Отрывок, характеризующий Фалес Милетский

– Э! виноватого найдет, – отвечал Васька Денисов, поворачиваясь на седле.

Между тем Несвицкий, Жерков и свитский офицер стояли вместе вне выстрелов и смотрели то на эту небольшую кучку людей в желтых киверах, темнозеленых куртках, расшитых снурками, и синих рейтузах, копошившихся у моста, то на ту сторону, на приближавшиеся вдалеке синие капоты и группы с лошадьми, которые легко можно было признать за орудия.

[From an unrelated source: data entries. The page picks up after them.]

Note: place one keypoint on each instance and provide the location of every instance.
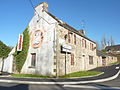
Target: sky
(98, 17)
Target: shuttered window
(72, 59)
(91, 60)
(74, 39)
(33, 59)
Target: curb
(62, 83)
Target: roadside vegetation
(71, 75)
(81, 74)
(4, 50)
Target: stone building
(55, 47)
(115, 49)
(105, 59)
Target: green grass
(81, 74)
(115, 63)
(76, 74)
(29, 75)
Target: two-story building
(55, 47)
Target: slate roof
(113, 48)
(65, 25)
(104, 54)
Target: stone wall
(81, 54)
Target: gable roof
(104, 54)
(65, 25)
(113, 48)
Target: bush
(21, 56)
(4, 50)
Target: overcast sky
(98, 17)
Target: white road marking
(117, 68)
(91, 87)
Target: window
(91, 46)
(72, 59)
(74, 39)
(90, 60)
(33, 59)
(84, 44)
(69, 37)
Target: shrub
(4, 50)
(21, 56)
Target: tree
(103, 42)
(4, 51)
(112, 42)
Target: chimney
(42, 7)
(82, 32)
(45, 6)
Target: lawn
(76, 74)
(81, 74)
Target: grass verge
(76, 74)
(81, 74)
(29, 75)
(115, 63)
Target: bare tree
(112, 42)
(103, 42)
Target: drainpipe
(65, 62)
(2, 65)
(57, 50)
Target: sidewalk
(109, 73)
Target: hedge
(21, 56)
(4, 50)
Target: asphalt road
(109, 85)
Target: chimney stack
(45, 6)
(82, 31)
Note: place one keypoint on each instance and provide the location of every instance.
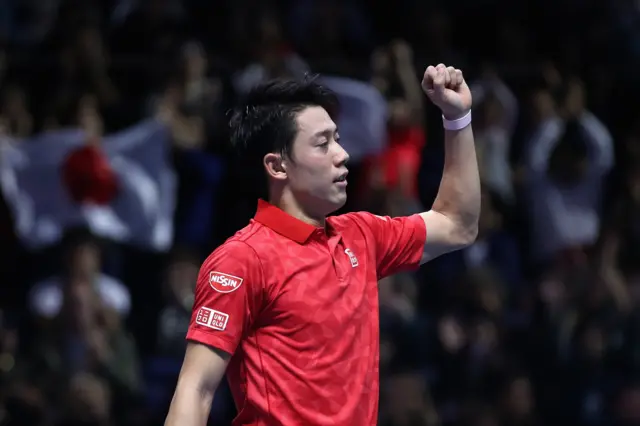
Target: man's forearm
(189, 407)
(459, 194)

«Зажгут или не зажгут мост? Кто прежде? Они добегут и зажгут мост, или французы подъедут на картечный выстрел и перебьют их?» Эти вопросы с замиранием сердца невольно задавал себе каждый из того большого количества войск, которые стояли над мостом и при ярком вечернем свете смотрели на мост и гусаров и на ту сторону, на подвигавшиеся синие капоты со штыками и орудиями.
– Ох! достанется гусарам! – говорил Несвицкий, – не дальше картечного выстрела теперь.
– Напрасно он так много людей повел, – сказал свитский офицер.
– И в самом деле, – сказал Несвицкий. – Тут бы двух молодцов послать, всё равно бы.
– Ах, ваше сиятельство, – вмешался Жерков, не спуская глаз с гусар, но всё с своею наивною манерой, из за которой нельзя было догадаться, серьезно ли, что он говорит, или нет. – Ах, ваше сиятельство! Как вы судите! Двух человек послать, а нам то кто же Владимира с бантом даст? А так то, хоть и поколотят, да можно эскадрон представить и самому бантик получить. Наш Богданыч порядки знает.
– Ну, – сказал свитский офицер, – это картечь!
Он показывал на французские орудия, которые снимались с передков и поспешно отъезжали.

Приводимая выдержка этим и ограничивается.